Lianne Fuino Estefan, MPH , Community and Family Health, University of South Florida, College of Public Health, Tampa, FL
Martha L. Coulter, DrPH MSW , Department of Community and Family Health, University of South Florida, College of Public Health, Tampa, FL
Background: Effective intervention with parents who maltreat their children and become involved with child welfare services is critical to reducing the risk of repeated maltreatment, especially for families with co-occurring problems such as domestic violence and substance abuse.

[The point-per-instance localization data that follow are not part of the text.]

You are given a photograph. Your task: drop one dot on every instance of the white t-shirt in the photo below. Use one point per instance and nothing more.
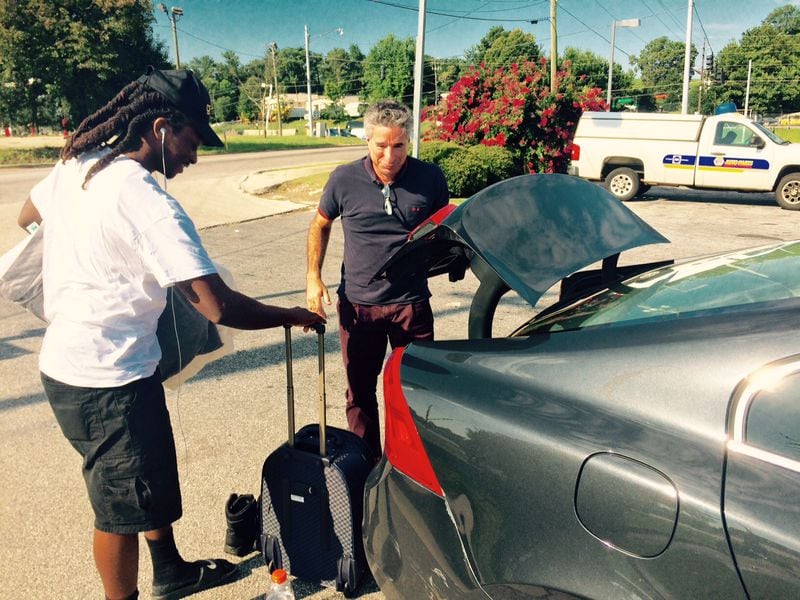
(109, 253)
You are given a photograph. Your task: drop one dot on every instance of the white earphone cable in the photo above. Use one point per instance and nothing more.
(175, 327)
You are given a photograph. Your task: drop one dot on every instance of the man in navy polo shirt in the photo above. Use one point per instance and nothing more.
(380, 199)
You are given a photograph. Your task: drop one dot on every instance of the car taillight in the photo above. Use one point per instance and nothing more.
(431, 222)
(403, 445)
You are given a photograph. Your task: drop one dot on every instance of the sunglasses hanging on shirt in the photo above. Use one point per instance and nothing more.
(387, 202)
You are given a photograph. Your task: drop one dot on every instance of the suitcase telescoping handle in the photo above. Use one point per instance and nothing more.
(320, 329)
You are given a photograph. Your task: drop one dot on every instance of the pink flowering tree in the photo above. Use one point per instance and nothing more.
(515, 108)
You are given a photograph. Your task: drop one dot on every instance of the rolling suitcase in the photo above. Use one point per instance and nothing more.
(312, 497)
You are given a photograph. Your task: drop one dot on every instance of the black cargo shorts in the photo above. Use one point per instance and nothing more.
(125, 438)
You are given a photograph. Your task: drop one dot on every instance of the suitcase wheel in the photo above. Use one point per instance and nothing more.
(346, 577)
(271, 550)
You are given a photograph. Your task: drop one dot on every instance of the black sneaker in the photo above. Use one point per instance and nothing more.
(241, 513)
(205, 575)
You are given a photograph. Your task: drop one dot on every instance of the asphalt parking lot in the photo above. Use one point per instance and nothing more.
(230, 416)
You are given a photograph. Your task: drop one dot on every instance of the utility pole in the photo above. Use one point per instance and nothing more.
(419, 59)
(308, 86)
(273, 47)
(553, 45)
(747, 92)
(702, 77)
(687, 59)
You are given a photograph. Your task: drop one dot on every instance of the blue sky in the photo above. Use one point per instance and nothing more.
(247, 26)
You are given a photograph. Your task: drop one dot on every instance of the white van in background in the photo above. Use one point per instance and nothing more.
(630, 152)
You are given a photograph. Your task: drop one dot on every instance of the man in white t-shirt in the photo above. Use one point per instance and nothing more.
(114, 242)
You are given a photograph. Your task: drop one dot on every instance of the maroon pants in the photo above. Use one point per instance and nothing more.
(363, 331)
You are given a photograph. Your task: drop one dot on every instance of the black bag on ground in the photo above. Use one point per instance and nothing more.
(312, 497)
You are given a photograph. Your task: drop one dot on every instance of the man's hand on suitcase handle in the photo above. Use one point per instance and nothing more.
(307, 319)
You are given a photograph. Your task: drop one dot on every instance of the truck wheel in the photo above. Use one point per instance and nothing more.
(623, 183)
(788, 192)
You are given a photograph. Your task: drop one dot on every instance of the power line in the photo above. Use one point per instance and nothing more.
(457, 16)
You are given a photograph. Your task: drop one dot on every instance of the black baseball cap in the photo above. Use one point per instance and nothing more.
(188, 94)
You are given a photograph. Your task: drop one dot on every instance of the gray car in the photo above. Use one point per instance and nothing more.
(639, 438)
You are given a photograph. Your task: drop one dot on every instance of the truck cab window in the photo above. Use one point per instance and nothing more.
(726, 134)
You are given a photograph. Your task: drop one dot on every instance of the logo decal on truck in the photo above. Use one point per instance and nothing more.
(714, 163)
(731, 164)
(679, 161)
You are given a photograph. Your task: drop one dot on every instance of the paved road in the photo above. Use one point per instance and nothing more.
(232, 414)
(214, 190)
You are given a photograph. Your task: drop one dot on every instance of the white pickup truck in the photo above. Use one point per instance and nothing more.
(632, 151)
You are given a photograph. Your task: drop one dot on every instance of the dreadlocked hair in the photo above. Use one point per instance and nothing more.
(120, 125)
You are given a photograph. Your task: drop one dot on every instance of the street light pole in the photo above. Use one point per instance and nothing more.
(614, 24)
(308, 86)
(338, 30)
(174, 14)
(273, 47)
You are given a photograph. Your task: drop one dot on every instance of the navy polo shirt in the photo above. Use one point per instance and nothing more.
(355, 194)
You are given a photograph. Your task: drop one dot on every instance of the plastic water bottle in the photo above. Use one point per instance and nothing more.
(281, 587)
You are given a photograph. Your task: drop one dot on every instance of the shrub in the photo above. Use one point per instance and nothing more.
(469, 169)
(435, 152)
(499, 162)
(516, 108)
(465, 173)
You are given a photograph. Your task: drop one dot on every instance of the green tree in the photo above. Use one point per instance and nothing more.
(513, 47)
(389, 70)
(515, 108)
(355, 70)
(775, 76)
(476, 54)
(71, 56)
(661, 65)
(335, 73)
(593, 69)
(222, 80)
(342, 72)
(292, 70)
(785, 19)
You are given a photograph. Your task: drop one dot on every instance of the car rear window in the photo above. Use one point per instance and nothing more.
(714, 283)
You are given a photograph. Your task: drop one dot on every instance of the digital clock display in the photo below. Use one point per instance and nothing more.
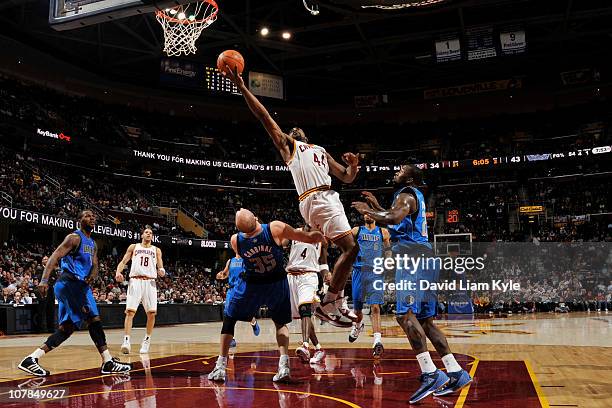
(452, 216)
(216, 82)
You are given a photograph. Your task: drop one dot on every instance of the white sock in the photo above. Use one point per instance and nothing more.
(106, 356)
(344, 301)
(38, 353)
(426, 363)
(330, 297)
(451, 364)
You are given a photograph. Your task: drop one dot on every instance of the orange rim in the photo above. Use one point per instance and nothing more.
(212, 16)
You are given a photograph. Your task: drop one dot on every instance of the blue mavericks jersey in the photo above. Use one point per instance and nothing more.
(80, 261)
(263, 258)
(236, 268)
(370, 247)
(413, 228)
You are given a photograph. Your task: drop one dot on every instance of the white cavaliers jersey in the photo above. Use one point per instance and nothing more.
(309, 167)
(144, 261)
(304, 257)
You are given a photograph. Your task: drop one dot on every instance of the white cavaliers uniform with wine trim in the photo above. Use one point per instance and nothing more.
(302, 270)
(143, 271)
(319, 204)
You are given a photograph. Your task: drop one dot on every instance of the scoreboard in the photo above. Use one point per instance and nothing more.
(452, 216)
(494, 161)
(216, 82)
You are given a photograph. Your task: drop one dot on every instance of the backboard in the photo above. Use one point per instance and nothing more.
(70, 14)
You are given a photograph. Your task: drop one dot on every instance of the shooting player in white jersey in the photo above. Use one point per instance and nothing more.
(147, 265)
(320, 206)
(305, 262)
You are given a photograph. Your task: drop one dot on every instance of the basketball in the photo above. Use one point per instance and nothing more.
(232, 59)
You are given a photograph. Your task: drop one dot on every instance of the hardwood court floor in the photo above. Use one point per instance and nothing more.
(525, 361)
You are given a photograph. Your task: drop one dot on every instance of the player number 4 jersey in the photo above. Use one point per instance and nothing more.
(304, 257)
(309, 167)
(144, 261)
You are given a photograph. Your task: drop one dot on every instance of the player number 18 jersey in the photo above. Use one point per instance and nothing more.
(144, 261)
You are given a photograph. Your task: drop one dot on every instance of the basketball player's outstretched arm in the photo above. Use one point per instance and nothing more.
(372, 200)
(387, 243)
(344, 174)
(71, 242)
(222, 275)
(123, 263)
(404, 205)
(281, 231)
(281, 140)
(93, 274)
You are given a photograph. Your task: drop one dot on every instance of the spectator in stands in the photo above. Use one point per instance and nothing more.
(6, 296)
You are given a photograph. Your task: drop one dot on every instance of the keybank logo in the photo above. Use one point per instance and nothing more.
(60, 136)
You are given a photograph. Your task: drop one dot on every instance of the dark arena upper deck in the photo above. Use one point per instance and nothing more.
(448, 237)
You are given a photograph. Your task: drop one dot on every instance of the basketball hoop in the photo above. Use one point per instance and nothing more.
(184, 24)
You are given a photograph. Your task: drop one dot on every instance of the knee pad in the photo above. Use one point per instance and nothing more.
(305, 310)
(97, 333)
(228, 325)
(60, 336)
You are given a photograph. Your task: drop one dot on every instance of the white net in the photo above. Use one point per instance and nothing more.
(183, 25)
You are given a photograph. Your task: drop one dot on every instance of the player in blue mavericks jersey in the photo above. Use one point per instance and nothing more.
(373, 243)
(78, 258)
(265, 283)
(416, 310)
(234, 269)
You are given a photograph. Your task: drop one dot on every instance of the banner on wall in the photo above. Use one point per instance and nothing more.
(181, 73)
(475, 88)
(8, 214)
(266, 85)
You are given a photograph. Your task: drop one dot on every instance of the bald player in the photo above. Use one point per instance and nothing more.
(311, 168)
(264, 283)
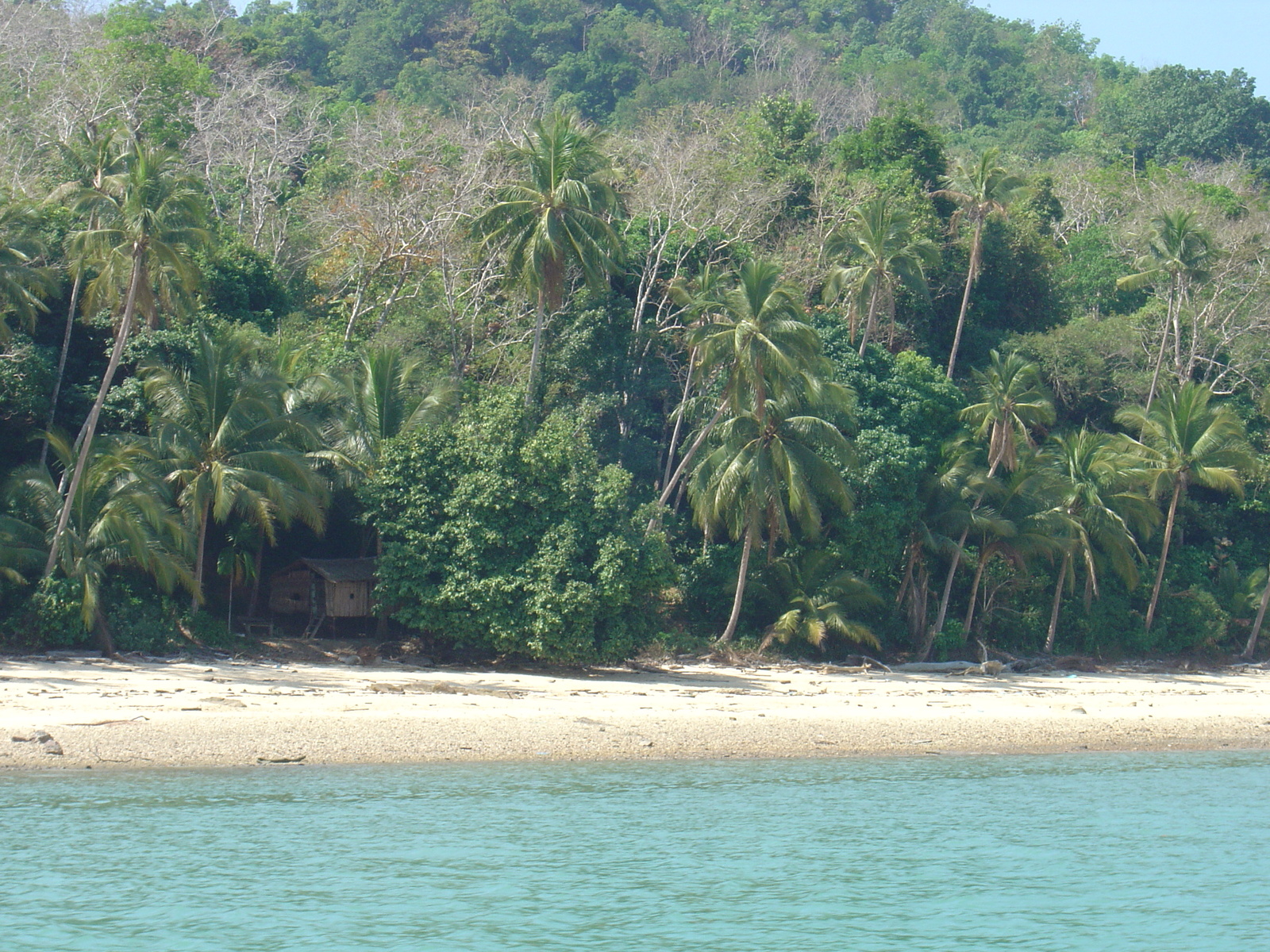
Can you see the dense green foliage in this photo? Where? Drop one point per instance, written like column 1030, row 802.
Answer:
column 884, row 323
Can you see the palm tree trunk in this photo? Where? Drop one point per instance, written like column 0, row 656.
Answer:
column 200, row 555
column 103, row 634
column 741, row 587
column 972, row 273
column 1164, row 346
column 121, row 338
column 539, row 319
column 944, row 598
column 1250, row 649
column 873, row 317
column 61, row 363
column 975, row 592
column 683, row 465
column 1058, row 602
column 254, row 611
column 679, row 424
column 1164, row 552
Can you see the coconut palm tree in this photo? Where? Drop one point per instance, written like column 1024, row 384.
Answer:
column 772, row 470
column 880, row 238
column 1013, row 404
column 384, row 397
column 90, row 158
column 1020, row 524
column 753, row 340
column 556, row 216
column 121, row 514
column 1187, row 440
column 228, row 444
column 1179, row 251
column 1105, row 511
column 981, row 190
column 145, row 224
column 23, row 285
column 818, row 600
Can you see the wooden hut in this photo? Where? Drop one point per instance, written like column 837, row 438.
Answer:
column 324, row 588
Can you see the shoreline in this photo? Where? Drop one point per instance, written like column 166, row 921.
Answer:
column 190, row 714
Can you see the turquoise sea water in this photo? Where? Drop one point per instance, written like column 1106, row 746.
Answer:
column 1117, row 852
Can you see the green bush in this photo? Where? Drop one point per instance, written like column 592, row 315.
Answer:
column 510, row 537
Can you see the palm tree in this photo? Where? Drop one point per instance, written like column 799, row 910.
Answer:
column 1022, row 524
column 770, row 473
column 383, row 397
column 1185, row 440
column 1104, row 508
column 145, row 222
column 882, row 238
column 979, row 188
column 556, row 216
column 1179, row 251
column 92, row 158
column 1013, row 404
column 23, row 285
column 1250, row 649
column 229, row 446
column 121, row 516
column 819, row 600
column 755, row 340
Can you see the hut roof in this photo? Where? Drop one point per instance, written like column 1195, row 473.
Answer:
column 337, row 569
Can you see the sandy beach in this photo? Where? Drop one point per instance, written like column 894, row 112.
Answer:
column 102, row 714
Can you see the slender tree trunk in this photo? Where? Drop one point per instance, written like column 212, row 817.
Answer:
column 381, row 624
column 103, row 634
column 1164, row 346
column 254, row 611
column 61, row 365
column 956, row 562
column 683, row 465
column 741, row 587
column 944, row 598
column 121, row 338
column 1164, row 552
column 1058, row 602
column 352, row 317
column 200, row 556
column 972, row 273
column 679, row 424
column 975, row 592
column 873, row 317
column 1250, row 649
column 539, row 319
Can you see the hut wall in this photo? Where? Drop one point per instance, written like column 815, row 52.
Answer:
column 348, row 600
column 289, row 594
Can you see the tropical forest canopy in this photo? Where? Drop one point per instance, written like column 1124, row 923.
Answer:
column 879, row 325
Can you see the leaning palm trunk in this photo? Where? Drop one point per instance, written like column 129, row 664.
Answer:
column 103, row 632
column 683, row 467
column 1257, row 626
column 972, row 273
column 1058, row 602
column 539, row 321
column 741, row 587
column 61, row 362
column 1164, row 346
column 872, row 319
column 1164, row 554
column 121, row 338
column 201, row 555
column 975, row 592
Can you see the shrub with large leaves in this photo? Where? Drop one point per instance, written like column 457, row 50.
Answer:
column 508, row 537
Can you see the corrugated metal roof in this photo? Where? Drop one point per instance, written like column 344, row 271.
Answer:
column 337, row 569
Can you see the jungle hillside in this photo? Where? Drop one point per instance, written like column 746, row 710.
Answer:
column 879, row 327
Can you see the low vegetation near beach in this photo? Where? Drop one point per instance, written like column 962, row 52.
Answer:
column 883, row 328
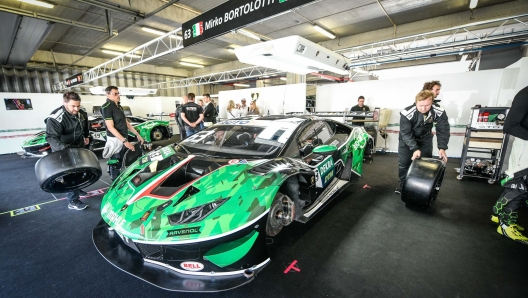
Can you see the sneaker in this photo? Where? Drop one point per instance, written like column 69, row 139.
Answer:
column 77, row 205
column 512, row 233
column 495, row 219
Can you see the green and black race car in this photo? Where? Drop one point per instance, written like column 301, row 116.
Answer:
column 193, row 216
column 150, row 130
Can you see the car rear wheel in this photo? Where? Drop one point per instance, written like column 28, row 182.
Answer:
column 68, row 169
column 281, row 214
column 156, row 134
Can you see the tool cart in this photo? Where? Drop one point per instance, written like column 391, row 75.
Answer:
column 484, row 143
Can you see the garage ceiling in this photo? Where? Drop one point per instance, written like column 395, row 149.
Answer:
column 24, row 36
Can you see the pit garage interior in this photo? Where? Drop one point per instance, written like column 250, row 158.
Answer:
column 366, row 242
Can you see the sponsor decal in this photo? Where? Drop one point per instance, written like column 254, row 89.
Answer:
column 197, row 29
column 192, row 284
column 74, row 80
column 192, row 266
column 183, row 232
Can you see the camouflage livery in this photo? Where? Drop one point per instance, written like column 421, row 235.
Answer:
column 206, row 216
column 150, row 130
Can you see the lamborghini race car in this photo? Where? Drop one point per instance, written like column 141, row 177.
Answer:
column 150, row 130
column 193, row 216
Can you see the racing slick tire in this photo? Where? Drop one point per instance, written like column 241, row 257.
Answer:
column 423, row 182
column 68, row 169
column 280, row 214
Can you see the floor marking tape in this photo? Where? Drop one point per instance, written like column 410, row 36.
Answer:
column 31, row 208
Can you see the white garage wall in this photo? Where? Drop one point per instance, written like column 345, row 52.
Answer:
column 460, row 92
column 277, row 99
column 16, row 126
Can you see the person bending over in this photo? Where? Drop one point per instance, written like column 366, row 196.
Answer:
column 416, row 138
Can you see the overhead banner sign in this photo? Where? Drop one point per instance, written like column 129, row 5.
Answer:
column 74, row 80
column 232, row 15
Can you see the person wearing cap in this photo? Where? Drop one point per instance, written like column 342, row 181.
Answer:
column 242, row 108
column 253, row 109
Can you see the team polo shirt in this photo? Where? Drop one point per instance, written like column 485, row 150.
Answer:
column 192, row 112
column 114, row 112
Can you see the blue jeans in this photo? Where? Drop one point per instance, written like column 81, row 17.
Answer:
column 189, row 131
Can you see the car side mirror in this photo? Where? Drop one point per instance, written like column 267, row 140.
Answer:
column 325, row 150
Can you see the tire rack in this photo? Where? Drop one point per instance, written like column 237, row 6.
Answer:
column 484, row 138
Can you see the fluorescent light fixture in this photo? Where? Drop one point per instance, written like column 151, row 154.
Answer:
column 359, row 70
column 99, row 90
column 116, row 53
column 191, row 64
column 293, row 54
column 153, row 31
column 325, row 32
column 159, row 32
column 248, row 34
column 39, row 3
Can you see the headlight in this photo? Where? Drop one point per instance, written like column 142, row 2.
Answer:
column 195, row 214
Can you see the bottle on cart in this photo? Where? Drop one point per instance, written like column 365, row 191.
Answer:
column 485, row 116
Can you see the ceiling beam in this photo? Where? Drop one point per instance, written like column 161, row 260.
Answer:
column 54, row 19
column 161, row 46
column 113, row 7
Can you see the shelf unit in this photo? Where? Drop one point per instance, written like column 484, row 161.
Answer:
column 484, row 143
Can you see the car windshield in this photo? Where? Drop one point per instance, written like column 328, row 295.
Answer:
column 236, row 141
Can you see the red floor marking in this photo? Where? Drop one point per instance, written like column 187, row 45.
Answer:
column 292, row 266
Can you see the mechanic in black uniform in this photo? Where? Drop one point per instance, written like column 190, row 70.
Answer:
column 67, row 127
column 415, row 138
column 209, row 111
column 360, row 107
column 117, row 127
column 192, row 116
column 515, row 193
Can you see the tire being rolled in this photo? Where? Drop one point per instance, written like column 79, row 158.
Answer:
column 423, row 182
column 68, row 169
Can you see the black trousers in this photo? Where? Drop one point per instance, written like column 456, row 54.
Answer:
column 405, row 155
column 115, row 169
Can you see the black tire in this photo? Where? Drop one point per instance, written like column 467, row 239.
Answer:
column 280, row 214
column 131, row 156
column 156, row 134
column 423, row 182
column 68, row 169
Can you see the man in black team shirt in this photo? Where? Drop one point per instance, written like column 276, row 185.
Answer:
column 416, row 138
column 67, row 127
column 360, row 107
column 516, row 192
column 192, row 116
column 117, row 127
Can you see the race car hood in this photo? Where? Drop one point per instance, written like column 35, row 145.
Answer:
column 166, row 198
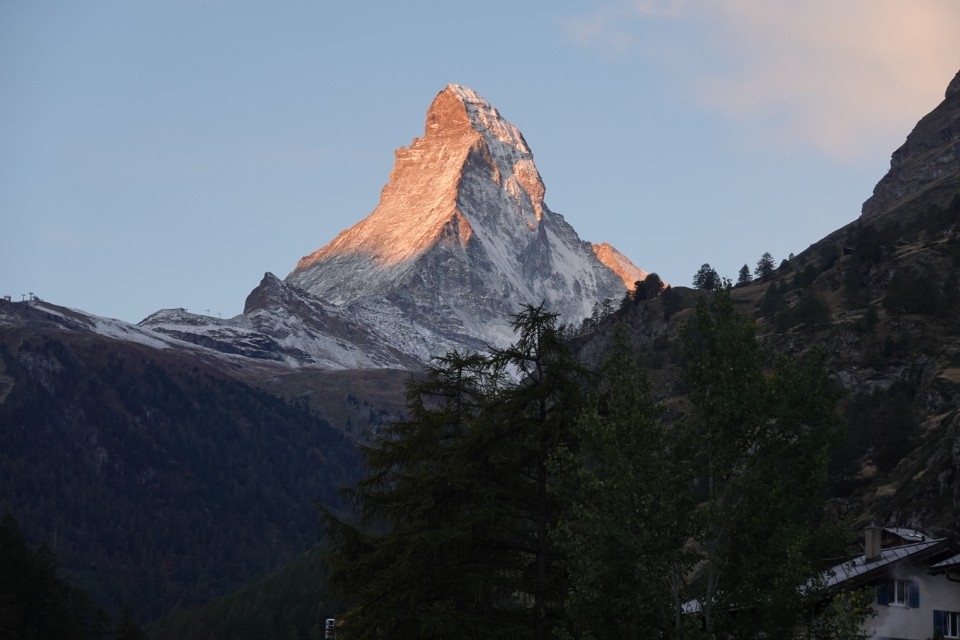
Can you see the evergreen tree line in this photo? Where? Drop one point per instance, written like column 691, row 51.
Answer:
column 527, row 497
column 36, row 603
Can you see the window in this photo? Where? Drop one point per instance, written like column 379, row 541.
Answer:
column 947, row 623
column 901, row 593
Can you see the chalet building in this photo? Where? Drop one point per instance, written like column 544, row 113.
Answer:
column 917, row 582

However, research has suggested that the services provided to families may not meet their needs, and few studies have directly considered parents' perceptions on their involvement in the child welfare process. Purpose: This study employed a family-centered perspective to explore the subjective experiences of mothers and fathers involved in child welfare services. Methods: Semi-structured, in-depth interviews were conducted with 20 parents (13 mothers and 7 fathers) involved with child welfare services. Interviews were analyzed using the constant comparative method. Results: Preliminary analyses found that parents described multiple types of maltreatment, including physical abuse, domestic violence, drug abuse, medical neglect, and child endangerment. Themes included lack of parental understanding of why they were referred to services or what they were being asked to do, and a perception that “child abuse and neglect” refers to physical abuse only. Themes related to perception of the child welfare system included unfairness of being involved with services, feeling judged as parents, and limited supportiveness of providers. Additional analyses will examine factors that influence parents' understanding. Discussion: Parents expressed a lack of family-centeredness in their interactions with the child welfare system, including a lack of empowerment. In order to best prevent the re-occurrence of maltreatment, it is important to understand what parents need and intervene accordingly.

Learning Areas:
Other professions or practice related to public health
Public health or related research
Social and behavioral sciences

Learning Objectives:
1.Describe the perceptions of parents who have maltreated their children about why they are involved with child welfare services. 2.Discuss how parents feel treated by providers, and the implications for intervention.

Keywords: Child Abuse, Family Involvement

Presenting author's disclosure statement:

Qualified on the content I am responsible for because: I am the investigator for the research being presented. I am a doctoral candidate in public health, and the research was conducted for my dissertation.
Any relevant financial relationships? No

I agree to comply with the American Public Health Association Conflict of Interest and Commercial Support Guidelines, and to disclose to the participants any off-label or experimental uses of a commercial product or service discussed in my presentation.